Source: Sherman Publications

Remove Images

Don't Rush Me
My cell phone policy has evolved
(But I still don't like to talk on the phone)

by Don Rush

August 15, 2012

On Aug 16, 2006 I wrote the following:

I have had a cell phone now for a couple years, but don't expect me to give you the phone number. Even if I like you. Also, don't look for the number on the bottom of my business card.

My cell phone isn't really for talking. It is for dear wife Jennie to be able to call me whilst I am driving to or from work and other destinations.

I turn off the phone when I am home.

I turn off the phone when I am at work.

I sometimes forget to turn on the phone while I am in the car.

It is pretty cool looking and I feel like Captain Kirk when I whip it out.

"Kirk to Enterprise -- get me the hell off this planet! Kirk out."

I think it has games programed into it, but I am not sure.

The cell phone's not really a part of my life. As a matter of fact, my minutes last and last and roll-over all the time. I got about a million minutes of cell phone use coming to me. And even though I have paid for those minutes, I probably won't use them.

I am just not that comfortable talking on a telephone. I do much better when I can look at the person I am talking to -- which isn't to say I am good at interpersonal communications (there is a reason I took up the written word). I am not much of a talker -- less so when it comes to verbalizing into any phone microphone.

My phone etiquette is not polished. Matter of fact, I bet it sounds pretty sharp. Rude, if you must. When somebody calls me, the conversation from my end goes like this:

"Hello." "Yes." "No." "Okay." "Bye."


I think I come by that conversational ineptness honestly. It was drilled into me by my father, but not directly. We had one phone, Mom, Dad, Me and three sisters. Which really only meant we needed one phone for Mom, Dad and Me and one for each of the girls. That was then, but I am sure even if we had cellphone technology, Dad wouldn't have it in our house.

The phone we had was black, hung on the wall between the kitchen and dining room and had a cord of about 12-feet in length. There were no really private conversations. (Oh, and if you must know, yes, it was a rotary dial phone, too.) Dad didn't get it switched to a push button operation until he and Mom moved in the early 1990s. His opinion: No need to get a new phone when the old works just fine.

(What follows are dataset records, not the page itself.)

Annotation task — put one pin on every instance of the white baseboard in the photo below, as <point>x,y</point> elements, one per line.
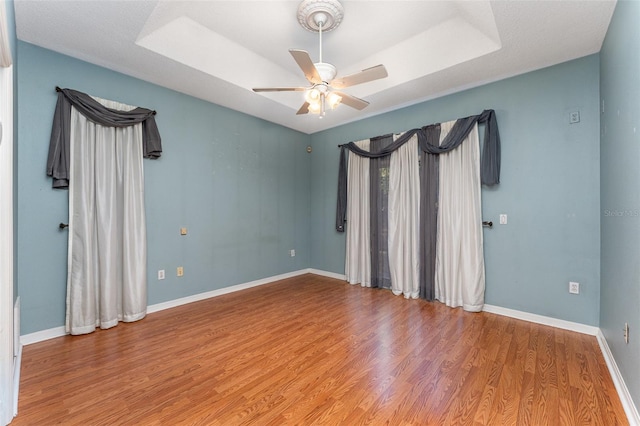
<point>17,363</point>
<point>623,392</point>
<point>541,319</point>
<point>42,335</point>
<point>52,333</point>
<point>328,274</point>
<point>202,296</point>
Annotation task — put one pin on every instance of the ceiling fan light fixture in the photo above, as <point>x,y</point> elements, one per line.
<point>312,95</point>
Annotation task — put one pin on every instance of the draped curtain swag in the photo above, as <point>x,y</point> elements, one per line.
<point>58,160</point>
<point>490,162</point>
<point>432,142</point>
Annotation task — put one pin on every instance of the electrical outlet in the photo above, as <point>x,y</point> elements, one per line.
<point>574,117</point>
<point>574,288</point>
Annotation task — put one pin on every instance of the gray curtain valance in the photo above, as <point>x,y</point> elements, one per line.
<point>489,167</point>
<point>58,159</point>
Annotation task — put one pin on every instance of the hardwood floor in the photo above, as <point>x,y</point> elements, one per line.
<point>314,350</point>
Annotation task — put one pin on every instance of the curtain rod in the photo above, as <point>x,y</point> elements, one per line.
<point>58,89</point>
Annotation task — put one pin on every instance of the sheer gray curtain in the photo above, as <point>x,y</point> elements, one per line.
<point>107,259</point>
<point>405,217</point>
<point>96,151</point>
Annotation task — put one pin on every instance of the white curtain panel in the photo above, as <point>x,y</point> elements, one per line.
<point>460,279</point>
<point>107,257</point>
<point>404,220</point>
<point>358,252</point>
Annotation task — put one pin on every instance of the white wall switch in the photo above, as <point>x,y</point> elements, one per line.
<point>574,117</point>
<point>574,288</point>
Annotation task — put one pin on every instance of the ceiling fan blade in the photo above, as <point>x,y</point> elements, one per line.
<point>304,109</point>
<point>370,74</point>
<point>306,65</point>
<point>352,101</point>
<point>279,89</point>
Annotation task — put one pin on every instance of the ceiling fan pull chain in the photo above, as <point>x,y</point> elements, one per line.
<point>320,32</point>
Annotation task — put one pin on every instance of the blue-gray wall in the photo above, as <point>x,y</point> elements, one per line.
<point>239,184</point>
<point>549,187</point>
<point>620,196</point>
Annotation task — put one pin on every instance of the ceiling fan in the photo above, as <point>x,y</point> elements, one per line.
<point>325,15</point>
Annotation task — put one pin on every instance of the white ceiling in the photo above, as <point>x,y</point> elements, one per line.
<point>218,50</point>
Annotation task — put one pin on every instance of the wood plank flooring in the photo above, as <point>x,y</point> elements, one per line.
<point>314,350</point>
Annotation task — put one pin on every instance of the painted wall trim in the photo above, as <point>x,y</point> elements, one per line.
<point>541,319</point>
<point>623,392</point>
<point>219,292</point>
<point>17,364</point>
<point>328,274</point>
<point>52,333</point>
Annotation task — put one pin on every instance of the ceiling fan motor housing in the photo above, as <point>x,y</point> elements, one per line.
<point>313,13</point>
<point>327,71</point>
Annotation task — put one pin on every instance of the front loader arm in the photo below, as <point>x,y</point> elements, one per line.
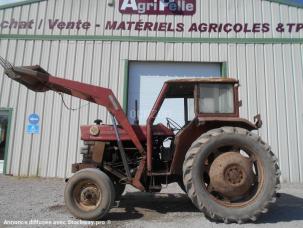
<point>37,79</point>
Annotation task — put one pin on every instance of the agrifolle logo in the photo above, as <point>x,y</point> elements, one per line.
<point>158,7</point>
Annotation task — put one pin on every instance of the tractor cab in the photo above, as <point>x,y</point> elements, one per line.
<point>204,98</point>
<point>208,103</point>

To Dad, the phone was a necessary tool. It wasn't a toy or an extension of your social status. You get on, say your piece and get off.


It used to drive him crazy when one of my sisters would spend minutes (yes, just minutes, not hours) on the phone talking to their friends who they had just seen at school and would see later in the afternoon or evening. He didn't get it. I suppose I don't either. I just feel awkward talking on the phone. I mean, it's a phone, not an extension of my hand or a growth on my face. It's a piece of plastic.

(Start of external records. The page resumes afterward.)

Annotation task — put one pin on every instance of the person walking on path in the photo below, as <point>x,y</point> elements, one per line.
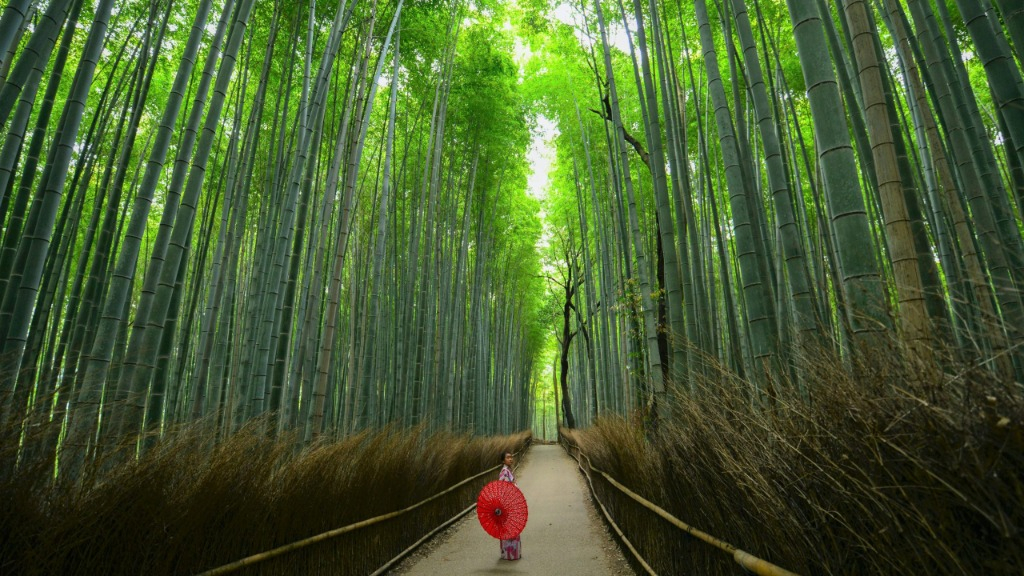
<point>511,549</point>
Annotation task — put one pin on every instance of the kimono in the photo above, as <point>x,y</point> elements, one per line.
<point>511,549</point>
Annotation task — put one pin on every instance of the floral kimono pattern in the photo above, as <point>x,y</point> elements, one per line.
<point>511,549</point>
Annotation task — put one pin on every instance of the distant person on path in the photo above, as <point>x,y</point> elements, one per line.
<point>511,549</point>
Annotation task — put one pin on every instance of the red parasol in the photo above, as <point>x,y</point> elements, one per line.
<point>502,509</point>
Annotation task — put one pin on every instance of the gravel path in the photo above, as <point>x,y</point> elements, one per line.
<point>564,535</point>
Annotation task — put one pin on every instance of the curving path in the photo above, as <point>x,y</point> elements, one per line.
<point>564,535</point>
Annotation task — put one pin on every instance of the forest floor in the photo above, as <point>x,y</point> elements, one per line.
<point>564,534</point>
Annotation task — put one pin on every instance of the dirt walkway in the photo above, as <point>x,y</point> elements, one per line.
<point>564,535</point>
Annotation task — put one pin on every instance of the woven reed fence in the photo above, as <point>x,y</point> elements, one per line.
<point>370,546</point>
<point>659,542</point>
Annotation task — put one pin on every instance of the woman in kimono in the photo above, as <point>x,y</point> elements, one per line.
<point>511,549</point>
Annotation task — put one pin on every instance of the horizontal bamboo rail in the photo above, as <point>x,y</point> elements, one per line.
<point>261,557</point>
<point>750,562</point>
<point>611,521</point>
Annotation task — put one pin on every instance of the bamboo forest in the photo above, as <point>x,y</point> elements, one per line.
<point>272,269</point>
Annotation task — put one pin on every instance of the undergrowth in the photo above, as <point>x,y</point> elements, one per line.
<point>187,505</point>
<point>895,470</point>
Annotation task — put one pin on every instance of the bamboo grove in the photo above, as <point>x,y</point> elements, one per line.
<point>312,213</point>
<point>753,184</point>
<point>315,214</point>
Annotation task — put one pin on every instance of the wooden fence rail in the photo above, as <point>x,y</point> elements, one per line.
<point>750,562</point>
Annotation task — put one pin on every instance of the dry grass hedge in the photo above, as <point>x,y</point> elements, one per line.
<point>886,472</point>
<point>188,506</point>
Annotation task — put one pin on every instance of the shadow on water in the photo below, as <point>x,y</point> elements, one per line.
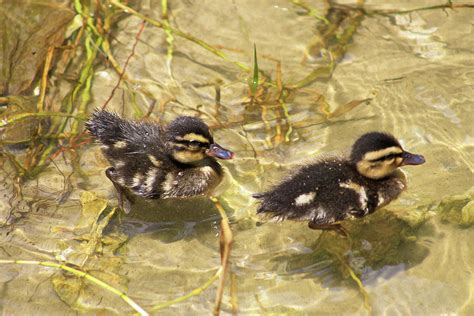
<point>170,221</point>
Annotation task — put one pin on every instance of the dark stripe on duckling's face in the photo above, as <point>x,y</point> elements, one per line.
<point>194,147</point>
<point>382,163</point>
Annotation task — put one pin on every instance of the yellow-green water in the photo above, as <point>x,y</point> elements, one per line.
<point>413,257</point>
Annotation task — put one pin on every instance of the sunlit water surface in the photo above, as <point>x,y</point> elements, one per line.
<point>418,70</point>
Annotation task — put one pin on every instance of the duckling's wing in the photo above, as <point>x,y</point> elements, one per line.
<point>135,151</point>
<point>111,130</point>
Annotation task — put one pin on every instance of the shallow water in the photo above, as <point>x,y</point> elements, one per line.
<point>413,257</point>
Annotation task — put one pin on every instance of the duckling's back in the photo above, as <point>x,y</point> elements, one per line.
<point>134,149</point>
<point>326,190</point>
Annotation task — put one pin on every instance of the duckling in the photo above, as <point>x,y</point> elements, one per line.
<point>335,188</point>
<point>156,162</point>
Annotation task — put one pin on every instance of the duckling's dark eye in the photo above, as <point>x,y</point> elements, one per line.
<point>194,143</point>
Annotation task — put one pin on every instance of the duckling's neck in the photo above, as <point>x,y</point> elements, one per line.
<point>206,162</point>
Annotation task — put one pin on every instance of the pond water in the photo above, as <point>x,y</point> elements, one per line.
<point>406,68</point>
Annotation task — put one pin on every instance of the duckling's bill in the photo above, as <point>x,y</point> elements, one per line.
<point>412,159</point>
<point>217,151</point>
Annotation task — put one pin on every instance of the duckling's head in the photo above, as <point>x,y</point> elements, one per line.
<point>377,155</point>
<point>189,141</point>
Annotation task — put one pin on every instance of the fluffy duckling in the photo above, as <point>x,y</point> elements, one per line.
<point>155,162</point>
<point>334,189</point>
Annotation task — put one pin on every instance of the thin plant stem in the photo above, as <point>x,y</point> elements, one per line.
<point>84,275</point>
<point>187,36</point>
<point>194,292</point>
<point>225,245</point>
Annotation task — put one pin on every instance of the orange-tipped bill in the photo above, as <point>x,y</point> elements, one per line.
<point>219,152</point>
<point>412,159</point>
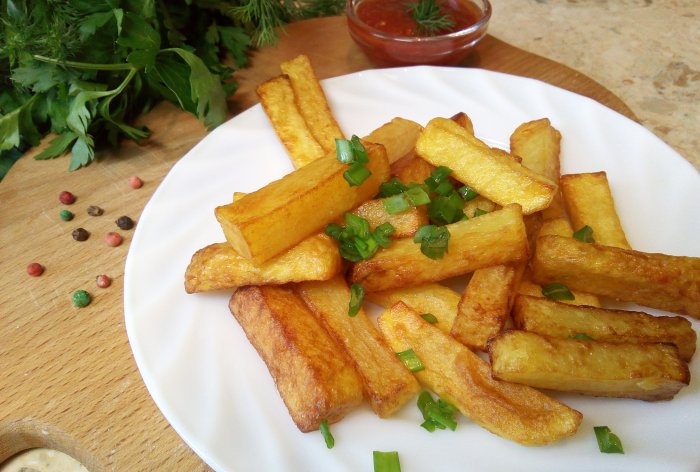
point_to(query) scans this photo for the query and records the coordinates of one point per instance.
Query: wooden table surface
(68, 379)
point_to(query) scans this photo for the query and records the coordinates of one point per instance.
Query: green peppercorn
(81, 298)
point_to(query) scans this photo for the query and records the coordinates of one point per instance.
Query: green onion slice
(411, 360)
(386, 461)
(326, 433)
(557, 291)
(608, 442)
(357, 294)
(584, 234)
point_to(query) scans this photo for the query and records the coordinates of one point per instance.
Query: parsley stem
(83, 65)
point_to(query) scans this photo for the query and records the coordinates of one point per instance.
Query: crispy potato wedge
(484, 307)
(388, 385)
(459, 376)
(283, 213)
(662, 281)
(277, 99)
(312, 373)
(218, 266)
(436, 299)
(589, 201)
(627, 370)
(312, 102)
(538, 144)
(398, 137)
(561, 320)
(492, 173)
(405, 223)
(494, 238)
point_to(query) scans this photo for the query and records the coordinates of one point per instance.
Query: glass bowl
(388, 49)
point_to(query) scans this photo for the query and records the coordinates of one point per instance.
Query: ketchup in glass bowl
(411, 32)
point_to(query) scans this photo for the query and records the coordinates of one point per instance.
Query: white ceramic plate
(216, 392)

Like I said, I have a cell phone. I obviously have a computer and an e-mail address, but when it comes to gadgetry, I at times am uncomfortable with technological advancements. I am not saying my life bares an eerie resemblance to that of Ted Kaczynski (even though the Unabomber did have a graying, bushy beard.) No, don't expect me to blow anything or anybody up.

While we are free to communicate all the time now, I just don't want to become a slave to technology or gadgetry. That's probably why I resisted the temptation to get a pager in the 1990s and why I haven't any kind of small, pocket-fitting music player nowadays (if I wanted something like that, I see all sorts of "Walkmans" and transistor radios at garage sales).

* * *

Today, Aug. 15, 2012, I give out the phone number to everybody and it's with me 24/7. Times change, and I reckon, so do I.